Scientists can debate different theories, but those who have different worldviews talk past one another; they cannot a priori arrive at agreement given their different theoretical languages and assumptions. One group argues from the perspective that the phenomena or object they are studying actually exists, be it aether, phlogiston, caloric or plume, and their job is to refine the details. The other group knows that it is silly to think about processes as things. They know about waves, oxidation, thermal vibrations, intrusion, recycling, stoping–and about scaling relations such as homologous temperature; they worry about self-consistency. They are not ready to accept that approximations such as homogeneity, uniformity, steady-state, fixity, linearity, elastic and Boussinesq capture the essence of phenomenon such as mantle dynamics. The defense discounts problems by saying all approximations have limitations to reality or that falsified predictions do not falsify a theory; they are assuming they have a good approximation to reality, and that the thing they have constructed in their minds actually exists. But aether is not a good approximation to EM theory no matter how many bizarre properties are assigned to it. Ignoring pressure or entropy is not an approximation to mantle convection, or any thermodynamic cycle. We need to keep in mind that lithospheric stress and fertility variations in the asthenosphere might not be well approximated by rigid–or flexible–tubes to the core. Even if our current ideas about crustal growth, geochemical reservoirs and mantle dynamics are correct, it is useful to remind ourselves of what the philosophers say, and, perhaps, bring back the paradigm of Multiple Working Hypotheses.

References & Notes

  1. Armstrong, Richard L. 1991. The Persistent Myth of Continental Growth, Austr. J. Earth Sci., 38, 613-630
  2. Dickinson, William R. 2003. The Place And Power Of Myth In Geoscience: An Associate Editor’s Perspective, American Journal of Science, 303, 856 – 864
  3. Debate about a paradigm is different than rational scientific discourse; it can get ugly, viz.

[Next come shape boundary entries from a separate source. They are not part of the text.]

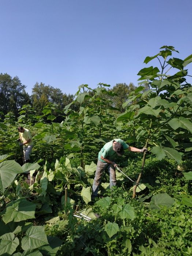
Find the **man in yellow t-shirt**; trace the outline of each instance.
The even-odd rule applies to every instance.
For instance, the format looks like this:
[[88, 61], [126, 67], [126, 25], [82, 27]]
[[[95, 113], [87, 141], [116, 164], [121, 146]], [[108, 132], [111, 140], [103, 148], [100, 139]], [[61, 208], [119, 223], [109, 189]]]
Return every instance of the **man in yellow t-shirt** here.
[[23, 155], [26, 163], [29, 162], [29, 156], [33, 146], [33, 142], [31, 133], [28, 129], [25, 129], [22, 126], [19, 126], [17, 129], [19, 133], [19, 140], [22, 140], [19, 143], [20, 146], [23, 146]]

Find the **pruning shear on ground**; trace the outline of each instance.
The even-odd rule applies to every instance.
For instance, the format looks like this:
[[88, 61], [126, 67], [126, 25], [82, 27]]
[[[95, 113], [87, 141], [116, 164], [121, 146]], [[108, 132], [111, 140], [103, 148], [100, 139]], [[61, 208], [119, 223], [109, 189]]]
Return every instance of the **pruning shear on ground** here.
[[88, 217], [88, 216], [86, 216], [86, 215], [84, 215], [84, 214], [83, 214], [81, 213], [81, 212], [76, 212], [75, 214], [73, 214], [73, 216], [74, 216], [74, 217], [76, 217], [76, 218], [79, 218], [79, 219], [84, 219], [85, 221], [90, 221], [91, 219], [91, 218], [90, 218], [89, 217]]
[[125, 175], [125, 176], [127, 178], [128, 178], [129, 179], [129, 180], [131, 180], [131, 181], [132, 181], [132, 182], [133, 182], [134, 183], [136, 183], [136, 184], [137, 184], [138, 185], [139, 185], [139, 184], [140, 185], [141, 185], [141, 184], [140, 183], [138, 183], [136, 181], [134, 181], [133, 180], [132, 180], [131, 178], [129, 178], [129, 177], [128, 177], [128, 176], [127, 176], [127, 175], [125, 173], [124, 173], [123, 172], [122, 172], [122, 171], [121, 171], [121, 170], [120, 170], [120, 169], [118, 166], [116, 166], [116, 168], [117, 168], [117, 170], [118, 171], [119, 171], [119, 172], [120, 172], [122, 173], [123, 173], [123, 174], [124, 174]]

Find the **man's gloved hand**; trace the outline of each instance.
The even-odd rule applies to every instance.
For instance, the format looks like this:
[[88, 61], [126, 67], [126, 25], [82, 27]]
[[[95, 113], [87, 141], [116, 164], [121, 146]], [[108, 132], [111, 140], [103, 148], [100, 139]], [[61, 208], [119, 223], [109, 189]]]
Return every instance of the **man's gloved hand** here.
[[145, 147], [143, 147], [142, 149], [140, 150], [140, 152], [141, 152], [141, 153], [143, 153], [144, 151], [147, 151], [147, 148]]
[[114, 162], [113, 162], [113, 165], [115, 168], [116, 168], [116, 167], [118, 166], [118, 164], [116, 163], [115, 163]]

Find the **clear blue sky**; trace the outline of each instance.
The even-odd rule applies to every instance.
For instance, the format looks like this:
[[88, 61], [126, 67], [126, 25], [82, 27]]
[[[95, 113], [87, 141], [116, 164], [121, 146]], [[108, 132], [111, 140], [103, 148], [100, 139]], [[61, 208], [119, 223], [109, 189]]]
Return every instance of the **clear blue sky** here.
[[156, 65], [145, 57], [163, 45], [192, 53], [192, 13], [191, 0], [0, 0], [0, 73], [30, 94], [36, 82], [67, 94], [82, 84], [137, 85], [139, 70]]

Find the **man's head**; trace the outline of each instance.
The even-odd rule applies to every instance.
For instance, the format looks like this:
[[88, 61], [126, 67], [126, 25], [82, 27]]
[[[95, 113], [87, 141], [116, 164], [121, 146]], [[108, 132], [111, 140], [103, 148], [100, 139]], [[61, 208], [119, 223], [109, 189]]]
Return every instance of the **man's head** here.
[[23, 132], [25, 131], [24, 128], [23, 128], [22, 126], [19, 126], [19, 127], [17, 128], [17, 129], [18, 130], [18, 131], [19, 132]]
[[113, 146], [113, 150], [118, 155], [123, 155], [124, 154], [123, 147], [119, 142], [114, 143]]

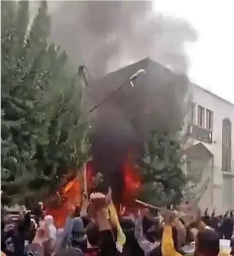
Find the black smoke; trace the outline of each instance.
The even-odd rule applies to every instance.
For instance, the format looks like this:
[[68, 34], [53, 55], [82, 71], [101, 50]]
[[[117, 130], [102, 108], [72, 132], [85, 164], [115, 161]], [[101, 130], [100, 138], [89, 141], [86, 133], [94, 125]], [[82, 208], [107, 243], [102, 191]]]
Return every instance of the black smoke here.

  4. Kuhn, Thomas, 1962. The structure of scientific revolutions, University of Chicago Press, Chicago.
  5. Lakatos, I. 1970. ‘Falsification and the Methodology of Scientific Research Programmes’, in Lakatos, I & Musgrove, A. (eds). Criticism and the Growth of Knowledge. Cambridge University Press, Cambridge.
  6. Feyerabend, Paul,  1975. Against Method: Outline of an Anarchistic Theory of Knowledge ,New Left Books, London, 1975.
  7. Try combining these words with plume or geochemistry in a Google search.